A top official at the refinery, who confirmed the development to our correspondent on Tuesday night, said the facility adjusted its pricing in response to prevailing international crude oil benchmarks and market realities.

The new pricing template shows that petrol rose by N75 per litre to N1,275, representing an increase of about 5.02 per cent, while diesel jumped by N200 per litre to N1,950.

This marks a sharp increase from last month’s prices of N1,200 per litre for petrol and N1,750 for diesel, signalling that diesel is now on track to breach the N2,000 per litre mark at the pump, further intensifying cost pressures across the economy.

“The adjustment is in line with global market trends. You are aware of the ongoing tensions in the Middle East and how they have impacted crude oil prices.

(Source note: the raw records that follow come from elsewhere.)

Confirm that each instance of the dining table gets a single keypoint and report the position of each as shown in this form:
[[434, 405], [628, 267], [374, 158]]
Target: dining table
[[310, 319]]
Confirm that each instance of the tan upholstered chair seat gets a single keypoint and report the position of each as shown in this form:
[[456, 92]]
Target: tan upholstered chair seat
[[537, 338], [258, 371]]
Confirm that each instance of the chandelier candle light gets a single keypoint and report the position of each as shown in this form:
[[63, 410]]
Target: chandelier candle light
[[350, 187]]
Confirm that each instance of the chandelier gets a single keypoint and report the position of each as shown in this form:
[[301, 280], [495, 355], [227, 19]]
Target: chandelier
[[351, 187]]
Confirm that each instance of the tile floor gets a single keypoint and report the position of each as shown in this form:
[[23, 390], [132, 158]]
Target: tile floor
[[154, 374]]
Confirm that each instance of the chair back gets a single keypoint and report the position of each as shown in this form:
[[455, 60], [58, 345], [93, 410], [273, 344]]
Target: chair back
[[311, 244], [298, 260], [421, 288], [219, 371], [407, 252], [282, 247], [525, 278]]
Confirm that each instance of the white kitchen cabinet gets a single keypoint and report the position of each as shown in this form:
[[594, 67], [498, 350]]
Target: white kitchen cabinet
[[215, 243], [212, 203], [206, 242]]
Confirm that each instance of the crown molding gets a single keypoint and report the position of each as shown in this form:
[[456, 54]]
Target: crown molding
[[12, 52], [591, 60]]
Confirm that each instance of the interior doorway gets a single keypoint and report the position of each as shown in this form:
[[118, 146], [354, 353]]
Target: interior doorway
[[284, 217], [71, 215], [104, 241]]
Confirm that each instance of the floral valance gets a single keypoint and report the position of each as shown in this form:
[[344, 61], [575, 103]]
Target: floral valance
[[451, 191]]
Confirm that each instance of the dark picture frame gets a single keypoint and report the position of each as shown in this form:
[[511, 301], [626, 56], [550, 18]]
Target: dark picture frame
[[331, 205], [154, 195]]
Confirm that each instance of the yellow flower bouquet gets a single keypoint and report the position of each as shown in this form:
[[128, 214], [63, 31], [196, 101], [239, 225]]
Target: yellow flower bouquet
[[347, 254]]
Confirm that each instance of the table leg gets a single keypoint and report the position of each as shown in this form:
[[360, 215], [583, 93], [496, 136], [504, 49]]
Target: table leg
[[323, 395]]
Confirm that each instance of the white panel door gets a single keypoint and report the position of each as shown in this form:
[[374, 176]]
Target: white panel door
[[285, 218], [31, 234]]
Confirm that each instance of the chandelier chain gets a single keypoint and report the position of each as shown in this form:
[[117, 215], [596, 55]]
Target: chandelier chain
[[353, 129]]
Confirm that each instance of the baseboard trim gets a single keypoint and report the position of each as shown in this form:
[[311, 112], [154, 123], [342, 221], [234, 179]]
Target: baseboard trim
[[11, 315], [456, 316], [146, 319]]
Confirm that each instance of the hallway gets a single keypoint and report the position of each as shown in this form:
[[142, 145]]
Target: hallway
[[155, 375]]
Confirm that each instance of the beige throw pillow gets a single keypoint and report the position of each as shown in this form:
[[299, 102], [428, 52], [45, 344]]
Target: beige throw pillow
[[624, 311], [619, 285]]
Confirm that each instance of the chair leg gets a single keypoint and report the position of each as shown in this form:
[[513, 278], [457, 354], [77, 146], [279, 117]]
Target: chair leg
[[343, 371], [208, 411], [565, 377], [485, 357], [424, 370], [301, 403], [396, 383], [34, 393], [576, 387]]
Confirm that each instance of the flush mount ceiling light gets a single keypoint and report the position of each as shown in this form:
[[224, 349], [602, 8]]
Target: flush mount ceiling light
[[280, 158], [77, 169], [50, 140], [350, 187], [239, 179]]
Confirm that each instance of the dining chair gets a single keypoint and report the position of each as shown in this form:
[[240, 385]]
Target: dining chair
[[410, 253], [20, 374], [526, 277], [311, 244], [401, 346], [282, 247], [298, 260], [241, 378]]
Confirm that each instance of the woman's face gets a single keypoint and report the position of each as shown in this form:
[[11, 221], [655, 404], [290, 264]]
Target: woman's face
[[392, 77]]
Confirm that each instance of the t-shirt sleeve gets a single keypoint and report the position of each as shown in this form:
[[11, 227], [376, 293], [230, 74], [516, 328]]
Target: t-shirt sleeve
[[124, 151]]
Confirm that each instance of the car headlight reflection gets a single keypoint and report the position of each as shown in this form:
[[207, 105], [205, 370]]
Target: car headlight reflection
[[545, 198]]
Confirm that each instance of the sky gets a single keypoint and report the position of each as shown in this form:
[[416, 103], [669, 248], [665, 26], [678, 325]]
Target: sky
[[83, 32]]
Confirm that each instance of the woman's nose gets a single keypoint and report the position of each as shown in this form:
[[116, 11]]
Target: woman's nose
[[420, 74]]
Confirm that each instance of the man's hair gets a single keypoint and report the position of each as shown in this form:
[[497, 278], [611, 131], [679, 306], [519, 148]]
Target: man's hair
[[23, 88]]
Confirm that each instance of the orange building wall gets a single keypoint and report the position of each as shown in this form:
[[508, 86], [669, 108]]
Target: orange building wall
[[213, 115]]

These are external factors that directly influence refined product pricing,” the official, who spoke in confidence due to the lack of authorisation to speak on the matter, stated.

He added, “Petrol has been reviewed upward by N75 to N1,275 per litre, which is about a five per cent increase, while diesel has increased more significantly by N200 to N1,950 per litre. These changes reflect the realities of the international market.”

Market data from Petroleumprice.ng corroborated the development, indicating that the latest petrol price reflects a 5.02 per cent increase at the gantry level.

The development comes at a time when stakeholders had hoped that increased local refining capacity would help stabilise domestic fuel prices. However, analysts say Nigeria remains exposed to global oil price volatility due to its reliance on international crude benchmarks for pricing.

The latest hike could trigger a fresh wave of increases in pump prices nationwide, with marketers expected to pass on the additional cost to consumers in the coming days.

Global oil markets have remained volatile in recent weeks due to escalating tensions in the Middle East, a region that accounts for a significant share of the world’s crude oil supply. Any disruption or perceived risk to supply routes often leads to price spikes, which in turn affect refined petroleum products globally.

Nigeria, despite being an oil-producing country, operates a deregulated downstream sector where fuel prices are largely determined by market forces. This means that local prices are influenced by international crude prices, exchange rates, logistics costs, and refinery operations.

The Dangote Petroleum Refinery, Africa’s largest, was expected to reduce Nigeria’s dependence on imported fuel and help stabilise prices. However, experts note that as long as crude oil pricing remains tied to global benchmarks, domestic fuel prices will continue to fluctuate in response to international developments.

The latest increase also comes amid concerns over affordability, with consumers already grappling with high energy and transportation costs. A sustained price increase could worsen inflationary pressures and slow economic recovery.